Tania Unsworth, Children's Writer

The Little Forest

26 Sep 2017

I call it the Little Forest, but it gets larger every day.

On the map it’s barely more than fifty acres. You can walk all the way through in less than ten minutes, from the parking lot at one end to the railway line at the other. I started taking the dog there because it was convenient.

I’m not sure when the Little Forest started to expand. It might have been the day I noticed several trees that were so extraordinarily beautiful that I wondered how I could have overlooked them, unless they hadn’t been there before. A little while later, the color came. The grey flare of lichen, luminous green moss, an eggshell blue as Tiffany’s.

One morning I looked down and saw a vole tunneling discreetly through the leaves. After that, I began seeing animals all the time. Woodpeckers, herons, frogs, snakes, snapping turtles in the small lake.

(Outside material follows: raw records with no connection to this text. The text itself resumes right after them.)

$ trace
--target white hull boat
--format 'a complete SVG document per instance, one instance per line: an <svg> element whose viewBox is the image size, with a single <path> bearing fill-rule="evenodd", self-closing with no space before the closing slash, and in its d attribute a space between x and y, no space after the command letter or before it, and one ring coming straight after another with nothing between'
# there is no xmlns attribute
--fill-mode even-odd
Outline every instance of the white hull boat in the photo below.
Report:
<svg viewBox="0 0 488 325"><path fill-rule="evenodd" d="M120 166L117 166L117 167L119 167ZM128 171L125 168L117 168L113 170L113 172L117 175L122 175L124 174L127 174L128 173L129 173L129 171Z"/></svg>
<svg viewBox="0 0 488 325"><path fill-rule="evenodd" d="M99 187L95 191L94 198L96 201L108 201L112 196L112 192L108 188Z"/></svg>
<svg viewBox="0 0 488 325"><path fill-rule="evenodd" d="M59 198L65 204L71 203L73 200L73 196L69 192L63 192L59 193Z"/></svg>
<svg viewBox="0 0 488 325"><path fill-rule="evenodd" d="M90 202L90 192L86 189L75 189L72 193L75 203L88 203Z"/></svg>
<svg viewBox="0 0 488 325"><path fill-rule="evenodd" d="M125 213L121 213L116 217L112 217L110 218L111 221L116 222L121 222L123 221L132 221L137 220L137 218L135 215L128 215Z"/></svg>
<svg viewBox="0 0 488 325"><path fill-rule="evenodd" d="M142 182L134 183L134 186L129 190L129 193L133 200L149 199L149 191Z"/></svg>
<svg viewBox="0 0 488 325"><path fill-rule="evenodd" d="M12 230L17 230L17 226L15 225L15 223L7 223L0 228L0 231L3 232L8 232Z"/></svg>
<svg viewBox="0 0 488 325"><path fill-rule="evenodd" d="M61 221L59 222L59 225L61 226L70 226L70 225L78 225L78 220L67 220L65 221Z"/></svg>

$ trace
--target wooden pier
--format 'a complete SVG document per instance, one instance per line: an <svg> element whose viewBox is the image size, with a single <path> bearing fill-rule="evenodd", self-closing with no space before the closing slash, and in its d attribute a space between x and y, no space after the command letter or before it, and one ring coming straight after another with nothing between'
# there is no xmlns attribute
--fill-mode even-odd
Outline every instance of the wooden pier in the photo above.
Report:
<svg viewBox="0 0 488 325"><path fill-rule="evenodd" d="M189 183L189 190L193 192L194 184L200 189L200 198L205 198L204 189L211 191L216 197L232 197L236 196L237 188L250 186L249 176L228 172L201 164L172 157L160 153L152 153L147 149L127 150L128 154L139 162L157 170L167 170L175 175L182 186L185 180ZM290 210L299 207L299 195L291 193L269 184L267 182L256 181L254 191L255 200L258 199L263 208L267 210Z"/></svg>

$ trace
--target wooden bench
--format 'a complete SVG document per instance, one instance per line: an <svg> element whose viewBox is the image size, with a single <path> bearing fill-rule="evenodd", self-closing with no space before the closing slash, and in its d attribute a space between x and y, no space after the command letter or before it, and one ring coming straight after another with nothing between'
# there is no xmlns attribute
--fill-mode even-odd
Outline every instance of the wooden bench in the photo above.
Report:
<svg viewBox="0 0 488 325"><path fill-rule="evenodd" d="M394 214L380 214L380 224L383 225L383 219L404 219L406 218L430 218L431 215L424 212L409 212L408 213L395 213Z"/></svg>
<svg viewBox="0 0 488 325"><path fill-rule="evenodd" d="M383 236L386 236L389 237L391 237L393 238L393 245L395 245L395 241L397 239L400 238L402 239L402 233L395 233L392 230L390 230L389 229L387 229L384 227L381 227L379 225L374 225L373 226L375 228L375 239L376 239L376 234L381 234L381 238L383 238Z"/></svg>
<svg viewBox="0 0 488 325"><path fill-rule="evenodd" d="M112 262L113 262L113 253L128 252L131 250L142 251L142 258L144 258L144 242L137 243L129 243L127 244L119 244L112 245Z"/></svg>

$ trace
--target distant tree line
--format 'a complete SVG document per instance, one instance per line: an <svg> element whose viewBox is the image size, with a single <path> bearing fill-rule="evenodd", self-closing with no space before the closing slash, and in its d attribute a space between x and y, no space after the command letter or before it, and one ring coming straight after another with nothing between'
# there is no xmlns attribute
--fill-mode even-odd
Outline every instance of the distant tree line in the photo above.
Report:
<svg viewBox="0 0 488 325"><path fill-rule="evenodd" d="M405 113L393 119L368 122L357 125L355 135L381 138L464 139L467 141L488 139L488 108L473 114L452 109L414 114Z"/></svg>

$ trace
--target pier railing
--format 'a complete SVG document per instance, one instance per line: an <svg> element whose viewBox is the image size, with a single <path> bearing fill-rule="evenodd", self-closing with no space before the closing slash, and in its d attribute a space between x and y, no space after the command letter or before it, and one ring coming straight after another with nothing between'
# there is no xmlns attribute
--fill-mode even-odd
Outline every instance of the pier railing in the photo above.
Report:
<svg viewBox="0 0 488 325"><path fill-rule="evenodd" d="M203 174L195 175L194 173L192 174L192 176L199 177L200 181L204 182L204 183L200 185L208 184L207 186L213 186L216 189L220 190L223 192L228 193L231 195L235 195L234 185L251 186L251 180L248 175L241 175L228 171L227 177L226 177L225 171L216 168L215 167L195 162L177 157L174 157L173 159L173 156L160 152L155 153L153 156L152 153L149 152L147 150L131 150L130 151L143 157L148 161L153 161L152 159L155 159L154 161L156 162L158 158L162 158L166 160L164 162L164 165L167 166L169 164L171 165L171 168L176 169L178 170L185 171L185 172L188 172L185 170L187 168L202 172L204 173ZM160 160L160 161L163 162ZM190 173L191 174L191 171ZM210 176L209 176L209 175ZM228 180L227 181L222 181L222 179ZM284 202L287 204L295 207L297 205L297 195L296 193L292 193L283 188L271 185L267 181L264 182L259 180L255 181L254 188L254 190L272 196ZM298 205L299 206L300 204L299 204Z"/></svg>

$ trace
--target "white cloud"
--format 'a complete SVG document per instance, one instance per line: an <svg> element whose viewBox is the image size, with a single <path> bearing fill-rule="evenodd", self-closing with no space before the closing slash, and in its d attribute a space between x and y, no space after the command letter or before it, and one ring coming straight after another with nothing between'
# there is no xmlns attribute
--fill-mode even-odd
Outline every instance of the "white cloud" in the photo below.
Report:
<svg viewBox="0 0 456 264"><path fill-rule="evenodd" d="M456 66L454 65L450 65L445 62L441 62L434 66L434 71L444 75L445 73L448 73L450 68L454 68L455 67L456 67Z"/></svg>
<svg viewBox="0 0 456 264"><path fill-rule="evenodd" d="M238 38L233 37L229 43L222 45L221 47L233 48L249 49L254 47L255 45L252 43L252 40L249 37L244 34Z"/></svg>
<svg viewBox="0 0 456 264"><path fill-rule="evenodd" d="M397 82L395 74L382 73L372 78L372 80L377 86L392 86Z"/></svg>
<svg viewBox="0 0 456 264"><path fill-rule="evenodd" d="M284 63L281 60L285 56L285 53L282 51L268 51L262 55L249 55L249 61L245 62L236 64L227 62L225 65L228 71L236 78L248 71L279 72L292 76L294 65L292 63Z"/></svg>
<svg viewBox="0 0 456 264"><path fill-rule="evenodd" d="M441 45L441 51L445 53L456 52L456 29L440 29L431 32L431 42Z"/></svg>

The place was teeming with secret life. A woman told me to be careful of my dog. Coyotes had been seen in the early dawn.

One day I wandered off the path and after fifty feet I couldn’t see it any longer.

I began to come across evidence of dramatic events, although I was never quite sure what had happened. Only omens were left. Half a rabbit, wedged six feet up in the fork of a tree. A group of boulders painted with obscure symbols. An abandoned teepee made of sticks with four stones inside, arranged in a circle like tiny chairs.

Over the weeks I crisscrossed the place, and each small area became a separate country. The rocky pass, the moss-covered hill, the valley of the fallen tree, the wetlands, the dark stream. Sometimes my walk took me to the borders of the woodland and I would look up and see the road only a few feet away, and the sight always gave me a vague sense of shock. It seemed – for just a second – almost impossible that it should be there.

It had once taken me only ten minutes to walk through the Little Forest. Now it was taking twice, or three times that long.

Today the dog and I went up through the rocky pass, and crossed the valley of the fallen tree, heading for the moss-covered hill. And then, I don’t know how – perhaps I turned left instead of right around a particular rock, or walked up a slope instead of down – suddenly I wasn’t sure exactly where I was.

It had finally happened. I was lost. In an place barely more than fifty acres.

Tomorrow I may not make it back to the car at all.